Broadly speaking, a digital society ensures an ICT driven knowledge-based society where information will be readily available on line and where all possible tasks of the government, semi-government and also private spheres will be processed using state of the art technology. In other words, we have to establish technology driven e-governance, e-commerce, e-production, e-agriculture, e-health etc.
Due to globalisation, more specifically due to the boom in ICT, Bangladesh is already connected to the outside world. Yet, our only success lies in mobile telecommunication, which has brought a huge change in telecommunication scenario of the country. However, in the other spheres of ICT, we are still far away from transforming ourselves into a knowledge-based society.
Building a strong ICT infrastructure is a pre-requisite for making Bangladesh a digital society. For this, we need to focus on the following relevant issues, assessing the harsh reality that hinders our development in this context.
Power deficit: Latest statistics reveal that Bangladesh faces a power deficit of up to 2000 MW against a demand of 5000 MW daily. Uninterrupted power supply is a must for proper ICT development.
Network infrastructure: Outside Dhaka, only a few computer network infrastructures have been developed so far. Apart from some educational institutes, observation finds that most of the LAN setups are Dhaka-centric. This shows that there is a digital gap in the country.
Use of Internet: The number of internet users must be increased for ICT development. The latest statistics (ITU, 2007) reveal that internet penetration in our country is only 0.3%, whereas, in Pakistan and India, it is 7.3% and 5.3% respectively.
Submarine cable: Since 2006, Bangladesh has been connected with the worldwide Internet Super-Highway through a submarine cable. But this single submarine cable frequently faces disruption, resulting in slow bandwidth.
Network readiness: Networked Readiness Index (NRI), developed by the University of Harvard, measures the propensity of countries to exploit the opportunities offered by ICT. The NRI has three components: the environment for ICT offered by a country or community, the readiness of the community's key stakeholders (individuals, businesses, and governments) to use ICT, and finally the usage of ICT amongst these stakeholders. Unfortunately, the latest survey (2006-7) revealed that Bangladesh's NRI ranking is one of the lowest among Asian countries.
Use of open-source software: Many countries have started using open-source software in ICT development projects. Unfortunately, in our ICT development domain, the culture of using open-source software has not yet been introduced.
English literacy rate: English literacy rate in Bangladesh is less than 1%, whereas, it is 60% and 20% respectively in India and Pakistan. There is a strong correlation between English literacy and ICT development because English is the lingua-franca for ICT. On the other hand, we have not localised Bengali in the domain of computing.
For achieving digital Bangladesh by 2021, the government must address the above stated issues effectively and efficiently. We need to reformulate our policies (e.g. education policy, ICT policy) in accordance with the Millennium Development Goals.
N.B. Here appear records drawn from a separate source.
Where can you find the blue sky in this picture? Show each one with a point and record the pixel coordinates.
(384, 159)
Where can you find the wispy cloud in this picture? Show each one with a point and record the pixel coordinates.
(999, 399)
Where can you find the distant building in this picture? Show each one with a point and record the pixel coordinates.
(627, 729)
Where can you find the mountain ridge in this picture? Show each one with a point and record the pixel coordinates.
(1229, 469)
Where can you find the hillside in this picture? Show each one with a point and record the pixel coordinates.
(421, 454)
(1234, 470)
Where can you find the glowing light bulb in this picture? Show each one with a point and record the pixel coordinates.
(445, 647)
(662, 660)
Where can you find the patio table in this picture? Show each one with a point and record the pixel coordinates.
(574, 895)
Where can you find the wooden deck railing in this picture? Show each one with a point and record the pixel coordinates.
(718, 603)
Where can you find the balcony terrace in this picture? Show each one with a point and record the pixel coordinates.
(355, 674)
In reformulating the ICT policy, we will need to take a pragmatic and visionary approach so that it can remove the prevailing digital gap in the society.
Moreover, the journey towards a digital Bangladesh needs the incorporation of the technologically savvy, innovative younger generation. If the leaders of our country objectively guide this generation, they can do wonders for the nation. After all, the young generation always looks forward, and they can help bring about positive changes in the society.